OMELIA DI SUA SANTITÀ GIOVANNI PAOLO II

Castel Gandolfo
Martedì, 28 agosto 1979

 

Saluto cordialmente Monsignor Vescovo
e i carissimi Sacerdoti e fedeli della diocesi di Vittorio Veneto.

Siate i benvenuti nella casa del Papa!

Già un anno fa avevate espresso al Santo Padre Giovanni Paolo I, appena eletto al sommo pontificato, il vivo desiderio di incontrarvi nuovamente con lui nel primo anniversario della sua elezione: era stato per ben undici anni vostro Pastore, e l’avevate amato, seguito, venerato; e, anche se divenuto Papa, continuava a rimanere un po’ vostro; e giustamente! E perciò volevate ritrovarvi con lui che certo mai vi aveva dimenticati!

Ed invece, eccovi oggi, per i misteriosi e imprevedibili disegni di Dio, in pellegrinaggio di preghiera alla sua tomba nelle Grotte Vaticane; eccovi qui, riconoscenti per l’amore che vi portò, ma anche tuttora scossi e quasi increduli per il veloce mutamento delle cose, avvenuto in così breve periodo di tempo. Ma lui stesso, l’indimenticabile Giovanni Paolo I, così affabile e così sapiente, col suo sorriso ci consola e ci incoraggia, affidandoci alla bontà infinita della Provvidenza, che sconvolge ma non confonde i piani umani.
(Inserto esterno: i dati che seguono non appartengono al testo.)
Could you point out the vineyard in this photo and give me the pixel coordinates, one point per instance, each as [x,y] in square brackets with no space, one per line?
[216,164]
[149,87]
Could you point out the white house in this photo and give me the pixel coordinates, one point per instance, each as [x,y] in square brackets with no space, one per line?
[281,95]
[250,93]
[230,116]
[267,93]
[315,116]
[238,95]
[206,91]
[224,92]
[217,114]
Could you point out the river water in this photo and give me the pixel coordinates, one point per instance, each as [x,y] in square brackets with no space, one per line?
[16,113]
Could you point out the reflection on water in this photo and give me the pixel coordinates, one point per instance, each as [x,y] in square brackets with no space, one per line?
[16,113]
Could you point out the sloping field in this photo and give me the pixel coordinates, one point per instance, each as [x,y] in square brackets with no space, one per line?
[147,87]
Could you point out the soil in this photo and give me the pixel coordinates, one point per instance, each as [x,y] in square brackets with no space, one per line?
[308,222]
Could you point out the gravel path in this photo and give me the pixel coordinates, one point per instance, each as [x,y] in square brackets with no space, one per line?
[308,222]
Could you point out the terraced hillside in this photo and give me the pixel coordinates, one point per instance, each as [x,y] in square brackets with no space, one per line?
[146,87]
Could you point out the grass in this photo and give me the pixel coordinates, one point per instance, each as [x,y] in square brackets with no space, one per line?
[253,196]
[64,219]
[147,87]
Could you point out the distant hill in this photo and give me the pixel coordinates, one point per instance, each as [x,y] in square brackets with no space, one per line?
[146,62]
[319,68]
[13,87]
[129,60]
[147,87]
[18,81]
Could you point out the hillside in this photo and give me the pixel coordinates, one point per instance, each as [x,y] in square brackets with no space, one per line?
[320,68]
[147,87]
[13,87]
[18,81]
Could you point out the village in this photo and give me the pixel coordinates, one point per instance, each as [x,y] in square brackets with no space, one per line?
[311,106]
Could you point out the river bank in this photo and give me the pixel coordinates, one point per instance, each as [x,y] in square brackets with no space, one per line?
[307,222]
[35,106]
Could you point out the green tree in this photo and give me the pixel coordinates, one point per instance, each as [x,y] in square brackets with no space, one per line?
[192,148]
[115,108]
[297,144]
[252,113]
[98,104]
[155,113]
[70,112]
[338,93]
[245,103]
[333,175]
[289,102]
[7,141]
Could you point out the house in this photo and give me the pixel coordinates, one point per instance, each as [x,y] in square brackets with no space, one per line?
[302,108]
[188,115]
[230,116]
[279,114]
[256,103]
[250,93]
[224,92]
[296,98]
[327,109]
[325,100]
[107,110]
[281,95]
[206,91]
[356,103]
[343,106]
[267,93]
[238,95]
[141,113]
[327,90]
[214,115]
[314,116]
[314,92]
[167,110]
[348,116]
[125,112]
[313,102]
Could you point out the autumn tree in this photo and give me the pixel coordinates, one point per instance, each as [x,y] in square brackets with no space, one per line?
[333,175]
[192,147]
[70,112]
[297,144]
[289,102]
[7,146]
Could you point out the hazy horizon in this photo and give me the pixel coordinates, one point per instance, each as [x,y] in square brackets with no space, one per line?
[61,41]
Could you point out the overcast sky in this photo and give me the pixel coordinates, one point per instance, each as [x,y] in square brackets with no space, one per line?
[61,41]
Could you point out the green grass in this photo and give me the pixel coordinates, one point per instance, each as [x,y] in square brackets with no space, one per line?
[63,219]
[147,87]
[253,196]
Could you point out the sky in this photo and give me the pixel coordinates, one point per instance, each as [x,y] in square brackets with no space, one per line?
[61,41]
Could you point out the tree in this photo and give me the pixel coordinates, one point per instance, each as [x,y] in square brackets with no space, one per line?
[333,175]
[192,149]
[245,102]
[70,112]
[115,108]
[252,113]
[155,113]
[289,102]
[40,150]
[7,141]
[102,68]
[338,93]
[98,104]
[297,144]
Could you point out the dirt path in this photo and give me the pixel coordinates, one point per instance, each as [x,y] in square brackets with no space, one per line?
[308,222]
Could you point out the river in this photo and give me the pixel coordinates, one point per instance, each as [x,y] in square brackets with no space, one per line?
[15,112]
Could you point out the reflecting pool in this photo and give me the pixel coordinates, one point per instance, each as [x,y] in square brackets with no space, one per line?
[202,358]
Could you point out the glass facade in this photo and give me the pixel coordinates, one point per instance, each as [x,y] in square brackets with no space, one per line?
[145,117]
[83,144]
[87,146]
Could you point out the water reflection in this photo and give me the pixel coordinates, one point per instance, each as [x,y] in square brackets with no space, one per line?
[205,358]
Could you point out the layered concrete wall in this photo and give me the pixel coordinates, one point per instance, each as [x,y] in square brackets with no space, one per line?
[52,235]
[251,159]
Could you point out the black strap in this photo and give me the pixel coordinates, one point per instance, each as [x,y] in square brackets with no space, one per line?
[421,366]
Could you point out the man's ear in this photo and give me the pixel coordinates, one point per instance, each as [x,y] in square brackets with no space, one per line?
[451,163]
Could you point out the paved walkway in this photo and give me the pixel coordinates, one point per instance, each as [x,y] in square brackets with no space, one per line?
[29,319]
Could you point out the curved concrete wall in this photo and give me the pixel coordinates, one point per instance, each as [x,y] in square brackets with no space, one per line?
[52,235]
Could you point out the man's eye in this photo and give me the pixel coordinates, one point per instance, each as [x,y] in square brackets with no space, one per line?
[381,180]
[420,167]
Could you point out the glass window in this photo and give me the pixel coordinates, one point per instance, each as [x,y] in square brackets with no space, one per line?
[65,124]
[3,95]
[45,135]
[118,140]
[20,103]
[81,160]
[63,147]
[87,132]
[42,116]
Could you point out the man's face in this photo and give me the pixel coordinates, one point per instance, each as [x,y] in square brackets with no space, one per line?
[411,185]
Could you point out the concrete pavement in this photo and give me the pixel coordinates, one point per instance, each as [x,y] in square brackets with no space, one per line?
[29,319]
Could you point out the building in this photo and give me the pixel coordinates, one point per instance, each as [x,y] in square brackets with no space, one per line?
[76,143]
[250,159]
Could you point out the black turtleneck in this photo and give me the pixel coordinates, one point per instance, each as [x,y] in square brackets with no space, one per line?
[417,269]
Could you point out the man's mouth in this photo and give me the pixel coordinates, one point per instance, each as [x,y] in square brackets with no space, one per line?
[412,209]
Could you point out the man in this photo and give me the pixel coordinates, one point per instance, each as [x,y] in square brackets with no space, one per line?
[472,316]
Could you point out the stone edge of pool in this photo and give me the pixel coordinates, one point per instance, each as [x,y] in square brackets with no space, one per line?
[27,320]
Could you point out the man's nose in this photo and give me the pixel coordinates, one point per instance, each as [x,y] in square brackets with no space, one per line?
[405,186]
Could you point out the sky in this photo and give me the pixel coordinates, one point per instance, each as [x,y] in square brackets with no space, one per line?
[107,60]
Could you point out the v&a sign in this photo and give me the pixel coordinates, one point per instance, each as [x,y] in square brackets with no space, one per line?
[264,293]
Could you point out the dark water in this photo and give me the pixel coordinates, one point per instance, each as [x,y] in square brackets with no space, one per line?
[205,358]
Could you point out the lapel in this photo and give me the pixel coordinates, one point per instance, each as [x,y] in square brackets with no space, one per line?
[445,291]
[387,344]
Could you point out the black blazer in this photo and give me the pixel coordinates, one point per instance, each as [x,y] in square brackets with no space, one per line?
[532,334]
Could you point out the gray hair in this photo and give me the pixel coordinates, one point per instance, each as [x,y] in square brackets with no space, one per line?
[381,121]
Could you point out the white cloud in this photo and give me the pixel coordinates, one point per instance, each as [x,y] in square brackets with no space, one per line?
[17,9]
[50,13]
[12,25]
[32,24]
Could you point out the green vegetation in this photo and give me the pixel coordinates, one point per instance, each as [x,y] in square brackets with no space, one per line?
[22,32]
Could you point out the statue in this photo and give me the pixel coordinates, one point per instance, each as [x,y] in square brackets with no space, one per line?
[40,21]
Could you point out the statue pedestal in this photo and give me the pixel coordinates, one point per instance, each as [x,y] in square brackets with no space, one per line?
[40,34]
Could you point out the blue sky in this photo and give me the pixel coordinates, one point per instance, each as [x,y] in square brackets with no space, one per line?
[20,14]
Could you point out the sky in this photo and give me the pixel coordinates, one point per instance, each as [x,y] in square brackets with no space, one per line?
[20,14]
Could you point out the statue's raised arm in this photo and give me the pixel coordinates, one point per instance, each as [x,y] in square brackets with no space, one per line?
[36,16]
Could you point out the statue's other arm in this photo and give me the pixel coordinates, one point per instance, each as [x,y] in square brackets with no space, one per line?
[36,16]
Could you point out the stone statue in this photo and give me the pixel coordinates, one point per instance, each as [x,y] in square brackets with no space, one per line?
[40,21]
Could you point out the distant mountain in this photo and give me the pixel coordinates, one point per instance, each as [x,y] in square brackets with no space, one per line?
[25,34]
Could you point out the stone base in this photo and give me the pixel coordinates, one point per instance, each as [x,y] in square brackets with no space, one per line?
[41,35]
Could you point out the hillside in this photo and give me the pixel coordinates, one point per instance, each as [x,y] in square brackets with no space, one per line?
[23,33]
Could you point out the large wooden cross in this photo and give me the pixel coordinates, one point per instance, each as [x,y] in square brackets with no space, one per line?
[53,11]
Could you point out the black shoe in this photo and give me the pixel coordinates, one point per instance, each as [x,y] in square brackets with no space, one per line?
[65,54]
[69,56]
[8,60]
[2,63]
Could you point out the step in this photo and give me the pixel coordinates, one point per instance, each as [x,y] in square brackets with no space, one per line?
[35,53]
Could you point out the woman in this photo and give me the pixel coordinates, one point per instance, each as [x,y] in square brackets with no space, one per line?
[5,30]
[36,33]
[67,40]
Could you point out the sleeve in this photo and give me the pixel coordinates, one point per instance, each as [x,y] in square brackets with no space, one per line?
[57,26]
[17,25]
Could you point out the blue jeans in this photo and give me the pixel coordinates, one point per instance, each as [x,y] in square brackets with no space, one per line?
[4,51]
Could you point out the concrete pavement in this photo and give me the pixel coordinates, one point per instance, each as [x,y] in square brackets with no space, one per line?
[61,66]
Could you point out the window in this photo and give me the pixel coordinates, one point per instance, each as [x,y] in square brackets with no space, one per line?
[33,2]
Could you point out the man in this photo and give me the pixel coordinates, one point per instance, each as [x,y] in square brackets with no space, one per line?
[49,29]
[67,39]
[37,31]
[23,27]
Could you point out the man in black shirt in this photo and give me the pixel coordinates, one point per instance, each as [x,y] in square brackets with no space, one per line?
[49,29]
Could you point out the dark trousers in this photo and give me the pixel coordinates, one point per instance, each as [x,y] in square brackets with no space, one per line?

Ed infatti voi avete desiderato di compiere ugualmente il vostro pellegrinaggio per incontrarvi col suo successore, scelto dalla volontà di Dio per la Cattedra di Pietro. Il vostro pellegrinaggio, organizzato dal settimanale diocesano “L’Azione”, che celebra il suo 65° anniversario di vita, è un attestato di fede e di amore, e io, mentre vi porgo il mio saluto più cordiale e il mio più sentito ringraziamento, vi assicuro pure la mia speciale benedizione.

Infatti nella vostra diocesi per undici anni, Giovanni Paolo I poté mettere in luce le sue alte qualità pastorali, che lo avrebbero poi portato al supremo Soglio apostolico. Egli non è più visibilmente fra di noi, perché così ha voluto il Signore; ma egli rimane però ora e rimarrà per sempre luminoso e benefico nella Chiesa e nella umanità per il suo esempio e per il suo insegnamento.

Oggi la liturgia della festa di Sant’Agostino, si presta magnificamente per celebrare la sua figura e per imprimerla ancora più a fondo nei nostri cuori.

1. Riflettiamo prima di tutto sull’umiltà di Papa Giovanni Paolo I. Possiamo dire che ciò che colpì profondamente fin dagli anni della sua adolescenza fu la certezza dell’amore di Dio e la grandezza della chiamata al Sacerdozio.

Nella sua prima lettera, San Giovanni, il confidente del Divino Maestro, ci svela chi è Dio e quale è il rapporto tra Dio e l’uomo: “Dio è amore; in questo si è manifestato l’amore di Dio per noi: Dio ha mandato il suo unigenito Figlio nel mondo, perché noi avessimo la vita per lui. In questo sta l’amore: non siamo stati noi ad amare Dio, ma è lui che ha amato noi e ha mandato il suo Figlio come vittima di espiazione per i nostri peccati” (1Gv 4,8-9). 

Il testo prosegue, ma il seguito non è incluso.